Workplace pay may be showing some slight signs of life but, for the vast majority of workers, wages have remained pretty flat in recent years.
Many top executives apparently did not get that memo. A sampling of the compensation received by many area CEOs, university presidents and health care officials shows mostly robust pay packages for a majority of top execs in Tampa Bay.
TECO Energy CEO John Ramil, now retired from the Tampa power company, so far tops the pay scale for executives of publicly traded companies as of 2016. His $23.1 million package was a one-time bonanza as it includes money for retirement and for selling TECO, parent of Tampa Electric and Peoples Gas, to Emera, a Canadian energy company.
It's still a whole lotta bread. Jabil CEO Mark Mondello's latest annual compensation, second in size among the executives sampled by the Tampa Bay Times, remains at about $10.5 million in the latest year. That's pretty close to what he received the year before. And while Jerry Fowden, CEO of private label beverage maker Cott Corp., and Raymond James Financial CEO Paul Reilly both earned a bit less than Mondello, their paychecks soared from the previous year. Fowden's compensation doubled while Reilly's rose 25 percent.

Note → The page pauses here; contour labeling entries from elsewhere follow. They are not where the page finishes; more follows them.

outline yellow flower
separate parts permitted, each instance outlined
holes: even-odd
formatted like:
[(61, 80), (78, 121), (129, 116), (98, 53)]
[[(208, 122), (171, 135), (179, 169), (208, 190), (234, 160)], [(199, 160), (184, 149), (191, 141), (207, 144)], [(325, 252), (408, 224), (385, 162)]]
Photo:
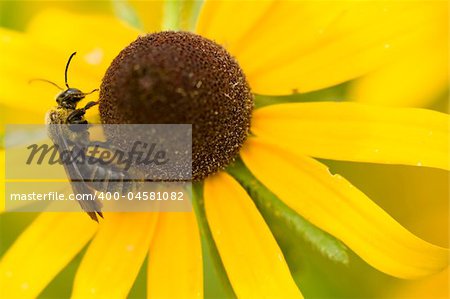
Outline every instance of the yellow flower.
[[(415, 28), (424, 7), (210, 1), (196, 32), (237, 57), (254, 93), (284, 95), (330, 87), (394, 59), (391, 50), (409, 45), (404, 33)], [(98, 87), (112, 59), (139, 34), (112, 17), (51, 10), (25, 33), (0, 29), (0, 103), (12, 109), (8, 113), (20, 111), (28, 122), (40, 123), (54, 105), (53, 95), (47, 86), (29, 86), (28, 79), (60, 78), (67, 54), (76, 49), (82, 59), (71, 69), (71, 85)], [(288, 207), (367, 263), (395, 277), (418, 278), (445, 268), (448, 250), (407, 231), (312, 157), (448, 170), (448, 121), (448, 115), (430, 110), (348, 102), (269, 105), (254, 112), (253, 136), (240, 156)], [(203, 200), (238, 297), (302, 297), (270, 229), (231, 175), (206, 178)], [(194, 213), (107, 213), (99, 225), (82, 213), (42, 213), (0, 261), (2, 296), (36, 297), (92, 240), (73, 297), (126, 297), (147, 255), (149, 297), (203, 297), (197, 222)]]

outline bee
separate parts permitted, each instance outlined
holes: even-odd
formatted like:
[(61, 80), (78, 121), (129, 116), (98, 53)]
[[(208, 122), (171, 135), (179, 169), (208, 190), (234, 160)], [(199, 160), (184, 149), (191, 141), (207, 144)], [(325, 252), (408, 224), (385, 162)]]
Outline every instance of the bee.
[[(107, 150), (114, 150), (114, 148), (106, 142), (91, 141), (90, 139), (89, 124), (85, 119), (85, 114), (88, 109), (97, 105), (98, 101), (90, 101), (84, 107), (77, 108), (81, 100), (98, 89), (84, 93), (69, 86), (67, 72), (75, 55), (76, 52), (72, 53), (66, 64), (64, 72), (66, 89), (45, 79), (35, 80), (50, 83), (62, 90), (56, 97), (57, 106), (46, 113), (47, 133), (52, 142), (57, 145), (60, 157), (69, 154), (73, 158), (69, 159), (70, 162), (62, 163), (71, 182), (72, 190), (75, 194), (91, 194), (92, 200), (78, 200), (78, 202), (89, 217), (98, 222), (97, 215), (103, 218), (103, 213), (102, 204), (93, 196), (95, 190), (115, 191), (118, 188), (122, 192), (128, 192), (135, 189), (137, 185), (134, 180), (129, 179), (130, 173), (127, 171), (111, 163), (109, 165), (101, 163), (99, 158), (88, 154), (89, 147), (102, 147)], [(78, 159), (79, 157), (87, 157), (98, 163), (84, 163)], [(64, 161), (67, 161), (67, 157)]]

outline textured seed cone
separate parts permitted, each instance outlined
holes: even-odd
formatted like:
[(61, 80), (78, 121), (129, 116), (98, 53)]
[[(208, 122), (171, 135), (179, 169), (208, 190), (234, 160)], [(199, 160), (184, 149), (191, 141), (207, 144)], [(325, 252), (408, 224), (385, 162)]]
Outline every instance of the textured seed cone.
[(187, 32), (139, 37), (114, 59), (100, 91), (107, 124), (192, 124), (192, 177), (223, 169), (245, 141), (253, 95), (236, 60)]

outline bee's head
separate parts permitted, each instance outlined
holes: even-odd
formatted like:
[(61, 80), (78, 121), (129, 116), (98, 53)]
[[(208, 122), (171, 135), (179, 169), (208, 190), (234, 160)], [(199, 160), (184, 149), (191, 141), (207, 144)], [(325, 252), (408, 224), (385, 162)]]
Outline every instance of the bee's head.
[(68, 88), (61, 92), (56, 97), (56, 102), (58, 106), (67, 108), (67, 109), (75, 109), (79, 101), (84, 99), (86, 94), (79, 89), (76, 88)]

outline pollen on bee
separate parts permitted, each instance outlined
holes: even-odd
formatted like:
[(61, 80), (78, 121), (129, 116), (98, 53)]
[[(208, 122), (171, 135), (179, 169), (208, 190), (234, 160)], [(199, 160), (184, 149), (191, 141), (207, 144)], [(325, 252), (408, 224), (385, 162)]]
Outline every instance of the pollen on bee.
[(139, 37), (108, 68), (100, 89), (108, 124), (192, 124), (192, 175), (226, 167), (248, 136), (253, 95), (237, 61), (187, 32)]

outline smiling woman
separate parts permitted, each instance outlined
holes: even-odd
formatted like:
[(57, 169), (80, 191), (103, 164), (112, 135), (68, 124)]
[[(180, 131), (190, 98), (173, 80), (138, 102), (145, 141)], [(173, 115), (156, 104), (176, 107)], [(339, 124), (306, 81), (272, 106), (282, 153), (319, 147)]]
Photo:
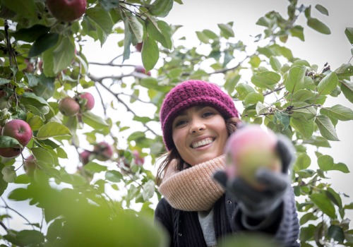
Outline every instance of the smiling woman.
[[(269, 234), (285, 246), (297, 246), (299, 223), (287, 173), (292, 154), (278, 141), (283, 172), (262, 171), (261, 191), (239, 178), (227, 177), (224, 149), (240, 126), (232, 98), (215, 84), (179, 83), (160, 111), (168, 153), (157, 172), (164, 196), (155, 219), (169, 232), (170, 246), (215, 246), (227, 235)], [(260, 169), (259, 169), (260, 170)]]

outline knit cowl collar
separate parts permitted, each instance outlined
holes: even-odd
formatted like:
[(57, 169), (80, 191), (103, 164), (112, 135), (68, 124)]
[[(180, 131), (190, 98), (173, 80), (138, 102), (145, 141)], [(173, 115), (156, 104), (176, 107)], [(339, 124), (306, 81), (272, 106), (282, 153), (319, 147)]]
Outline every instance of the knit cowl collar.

Other execs saw 2016 pay drop, typically a reflection of the weaker performance of their companies or the result of an earlier windfall year for pay. At Bloomin' Brands, the parent of such restaurant chains as Outback Steakhouse and Carrabba's, CEO Liz Smith saw her compensation drop 11 percent (she still made millions). At Syniverse, CEO Stephen Gray's $1.65 million looks positively puny after his $18.2 million payout a year earlier at the wireless telecom company.
And neither the paycheck of Tampa International Airport chief Joe Lopano nor that of Port Tampa Bay CEO Paul Anderson seems unduly rich by comparison. Even University of South Florida president Judy Genshaft's compensation of just under $800,000 or newly anointed Publix CEO Todd Jones' $1.9 million appear luxurious by comparison — given the scope and growth of the institutions they run.
So here's a compensation rundown of 25 area business leaders, from public and private companies to universities to non-profit health care businesses.
While most paychecks are listed for the 2016 year, others are based on 2015 compensation and even 2014 in a few cases. Each example is based on the most recently available pay data.
Whether having a banner payday or an off year, most of these 25 still enjoy being in the top 1 percent of income of where they live.
In Pinellas County, it takes just over $1 million in income to make the top 1 percent. In Hillsborough, that number is a little less. And in Pasco, the top 1 percent is achievable with income just under $500,000.